Bhima menilai, perlu ada usulan konkret agar pemerintah menarik pajak dari orang kaya di Indonesia.

“Kita harus mulai merancang gagasan bersama bahwa gimana yang 5.000 triliun ini, ini tidak pernah secara serius ditarik pajaknya, tidak pernah serius masuk ke dalam kantong negara. Termasuk penghindaran-penghindaran pajak yang begitu saja dibiarkan oleh pemerintah,” tuturnya.

Kenaikan PPN menjadi 12 persen akan mulai berlaku pada tahun depan.

Menteri Keuangan Sri Mulyani menyampaikan bahwa kenaikan ini hanya berlaku untuk barang mewah.

Beberapa di antaranya adalah layanan rumah sakit dan fasilitas kesehatan kategori premium, termasuk layanan VIP, institusi pendidikan bertaraf internasional, atau layanan pendidikan premium dengan biaya tinggi, serta konsumsi listrik rumah tangga dengan daya 3.600–6.600 VA hingga beras premium.

Di sisi lain, Direktorat Jenderal Pajak (DJP) menyampaikan bahwa kenaikan tarif PPN menjadi 12 persen berlaku untuk seluruh barang dan jasa yang selama ini dikenai tarif 11 persen.

Sri Mulyani menyatakan bahwa kebijakan ini merupakan bagian dari upaya meningkatkan penerimaan negara guna mendukung stabilitas ekonomi nasional.

"Kenaikan tarif PPN menjadi 12 persen dilakukan sesuai amanat Undang-Undang Harmonisasi Peraturan Perpajakan (UU HPP). Langkah ini bertujuan menjaga keseimbangan fiskal di tengah tantangan ekonomi global," ujar Sri Mulyani dalam konferensi pers di Jakarta, pada Senin (16/12/2024).

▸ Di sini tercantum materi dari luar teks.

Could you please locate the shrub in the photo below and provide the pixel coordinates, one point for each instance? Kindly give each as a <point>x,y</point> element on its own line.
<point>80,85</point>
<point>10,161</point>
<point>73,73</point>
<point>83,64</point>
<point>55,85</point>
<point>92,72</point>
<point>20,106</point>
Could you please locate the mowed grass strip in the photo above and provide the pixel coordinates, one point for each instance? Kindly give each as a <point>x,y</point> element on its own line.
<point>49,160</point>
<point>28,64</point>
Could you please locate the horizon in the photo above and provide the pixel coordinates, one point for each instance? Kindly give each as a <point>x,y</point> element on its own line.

Sementara itu, Direktorat Jenderal Pajak (DJP) menyampaikan bahwa kenaikan PPN 12 persen itu dikenakan kepada seluruh barang dan jasa yang terkena PPN 11 persen.

Kenaikan PPN 12 persen itu hanya dikecualikan terhadap beberapa jenis barang yang merupakan kebutuhan masyarakat banyak, seperti minyak goreng curah "Kita", tepung terigu, dan gula industri, hingga pendidikan dan kesehatan yang nonpremium.

"Kenaikan PPN dari 11 persen menjadi 12 persen berlaku untuk seluruh barang dan jasa yang selama ini dikenai tarif 11 persen, kecuali beberapa jenis barang yang merupakan kebutuhan masyarakat banyak," demikian sebagaimana dilansir dari keterangan resmi DJP, pada Minggu (22/12/2024) kemarin.

DJP Kemenkeu juga masih menyusun kriteria barang dan jasa mewah yang akan dikenakan PPN 12 persen mulai 1 Januari 2025.

Termasuk di dalamnya kriteria barang kebutuhan pokok premium serta jasa kesehatan dan jasa pendidikan premium yang akan dikenakan PPN 12 persen.